Using both a family-based and case-control study design, we have shown that the upstream region of TNFSF4 contains a single risk haplotype for SLE, which carries a series of haplotype-tagging variants. There is a similar T:U for TNFSF4 (T:U = 1.61) and IRF5 (T:U = 1.92)5, which underlines the importance of TNFSF4 as a lupus susceptibility gene. This overtransmitted haplotype is correlated with increased expression of both cell-surface TNFSF4 and TNFSF4 transcript. We hypothesize that variation in the upstream region of the gene will increase the expression of TNFSF4, and, through TNFRSF4, increase co-stimulation for CD4+ T cells and/or further activate the APCs13 that express TNFSF4. This increased expression of TNFSF4 may act by destabilizing peripheral tolerance through inhibiting the generation of IL-10–producing CD4+ type 1 regulatory T cells14. Notably, TNFSF4 has also been associated with susceptibility to atherosclerosis15, and individuals with SLE are prone to accelerated arterial disease. The role of TNFSF4 in the pathogenesis of SLE highlights the importance of the role of the T cell–APC interaction in this disease, a conclusion supported by the genetic influence, albeit a modest one, arising from the CTLA4-ICOS locus16.

METHODS

UK family collection

A large collection of SLE-affected nuclear families was established in the laboratory. A diagnosis of SLE was established by telephone interview, health questionnaire and details from clinical notes. All probands conformed to the American College of Rheumatology criteria for SLE17, and written consent was obtained from participants, including unaffected relatives. Ethical approval was obtained from the Multi-Centre Research Ethics Committee (MREC). The composition of the UK family cohort consisted of 416 European Caucasian parental-affected trios (Table 1). There was a separate collection of 424 independent UK SLE cases and 642 controls taken from the British 1958 Birth Control Cohort (see URLs section below).

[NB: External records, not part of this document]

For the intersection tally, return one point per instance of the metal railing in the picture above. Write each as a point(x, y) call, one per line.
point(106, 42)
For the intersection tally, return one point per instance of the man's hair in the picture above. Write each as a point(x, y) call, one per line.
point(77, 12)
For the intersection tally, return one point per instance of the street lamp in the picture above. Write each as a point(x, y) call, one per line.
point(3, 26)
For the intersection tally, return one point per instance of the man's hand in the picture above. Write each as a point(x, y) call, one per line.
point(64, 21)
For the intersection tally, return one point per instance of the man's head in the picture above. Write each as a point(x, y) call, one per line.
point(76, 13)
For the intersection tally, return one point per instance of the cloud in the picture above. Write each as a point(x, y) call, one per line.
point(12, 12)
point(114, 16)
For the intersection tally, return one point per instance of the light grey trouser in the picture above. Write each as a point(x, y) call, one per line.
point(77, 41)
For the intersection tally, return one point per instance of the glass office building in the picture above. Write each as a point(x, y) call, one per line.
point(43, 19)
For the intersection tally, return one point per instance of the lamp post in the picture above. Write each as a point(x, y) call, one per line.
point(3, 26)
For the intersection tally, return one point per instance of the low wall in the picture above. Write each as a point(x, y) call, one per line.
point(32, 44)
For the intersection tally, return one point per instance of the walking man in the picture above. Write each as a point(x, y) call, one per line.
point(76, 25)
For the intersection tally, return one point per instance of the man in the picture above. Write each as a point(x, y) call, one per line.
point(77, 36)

Non-UK family collection for corroborative genotyping

We corroborated the UK association study using a total of 263 US parental-affected trios from the Minnesota SLE collection. These studies were approved by the Human Subject Institutional Review Boards at the University of Minnesota, and informed consent was obtained from all subjects.

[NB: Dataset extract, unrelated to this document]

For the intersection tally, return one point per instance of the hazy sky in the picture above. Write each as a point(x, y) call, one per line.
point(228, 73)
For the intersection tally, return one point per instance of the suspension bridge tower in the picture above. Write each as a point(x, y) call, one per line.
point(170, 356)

Preparation of genomic DNA and cDNA

We isolated genomic DNA from anticoagulated whole blood by a standard phenol-chloroform extraction. Lymphocytes were separated from anticoagulated whole blood by centrifugation through Histopaque-1077 (Sigma-Aldrich) in Accuspin tubes (Sigma-Aldrich) using a method based on one previously described18.

SNP identification

The majority of the polymorphisms across TNFSF4 were identified from the public database, dbSNP. However, eight variants in TNFSF4 and all four variants in TNFRSF4 were initially identified by resequencing, in a cohort of 60 SLE probands from our total family collection. The details of all sequencing primers are available on request.

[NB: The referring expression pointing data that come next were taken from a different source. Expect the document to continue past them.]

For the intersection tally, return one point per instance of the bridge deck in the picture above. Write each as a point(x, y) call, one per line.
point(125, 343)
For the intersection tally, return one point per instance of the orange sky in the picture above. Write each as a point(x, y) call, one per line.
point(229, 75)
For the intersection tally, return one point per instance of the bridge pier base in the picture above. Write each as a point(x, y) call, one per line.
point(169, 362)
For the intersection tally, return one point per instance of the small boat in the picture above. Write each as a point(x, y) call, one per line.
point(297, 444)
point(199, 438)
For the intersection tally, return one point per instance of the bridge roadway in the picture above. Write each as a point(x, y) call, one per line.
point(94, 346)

After initial genotyping in 416 UK trios, we excluded markers from the analysis if their genotyping frequency was low (<85%), the number of mendelian errors identified using pedCHECK was greater than 5%, or the Hardy-Weinberg equilibrium P value in the parental samples was less than P = 0.05.

Genotyping

The predominant genotyping method in the UK cohort was MALDI-TOF mass spectrometry (Sequenom)19. However, we typed TNFSF4 SNPs 171440443C<T, 171440442T<A and 171420977C<A using pyrosequencing methodology. PCR-RFLP was used to type TNFSF4 SNPs rs3861950, rs7514229 and 171417779T<G and TNFRSF4 SNPs 19FRG<A, 6FRC<G and 9FRA<C. We used the restriction enzymes HpaI (rs3861950), DraI (rs7514229) and AciI (417779T<G) for the polymorphisms in TNFSF4 and AluI (19FRG<A), PflmI (6FRC) and Alw26I (11FR3A<G) for those in TNFRSF4. All PCRs were carried out on DNA Engine Tetrads (MJ Research Inc.), in either 96-well or 384-well format. Details of methodology and primer sequences are available on request. In the Minnesota cohort, the variants were typed using the Sequenom platform and are listed in Supplementary Table 2.

Statistical analysis

All sample genotype and phenotype data was managed by, and analysis files generated with, BC/GENE and BC/CLIN software (Biocomputing Platforms Ltd.). For population controls, we counted alleles in parental samples for each SNP genotyped across TNFSF4 and TNFRSF4. We calculated these allele frequencies for each allele as a fraction of the total alleles for each SNP. A comparison of the parental allele frequencies between the UK and Minnesota collections was made from χ2 analysis using a 3 × 2 contingency table with a P = 0.05 level of significance.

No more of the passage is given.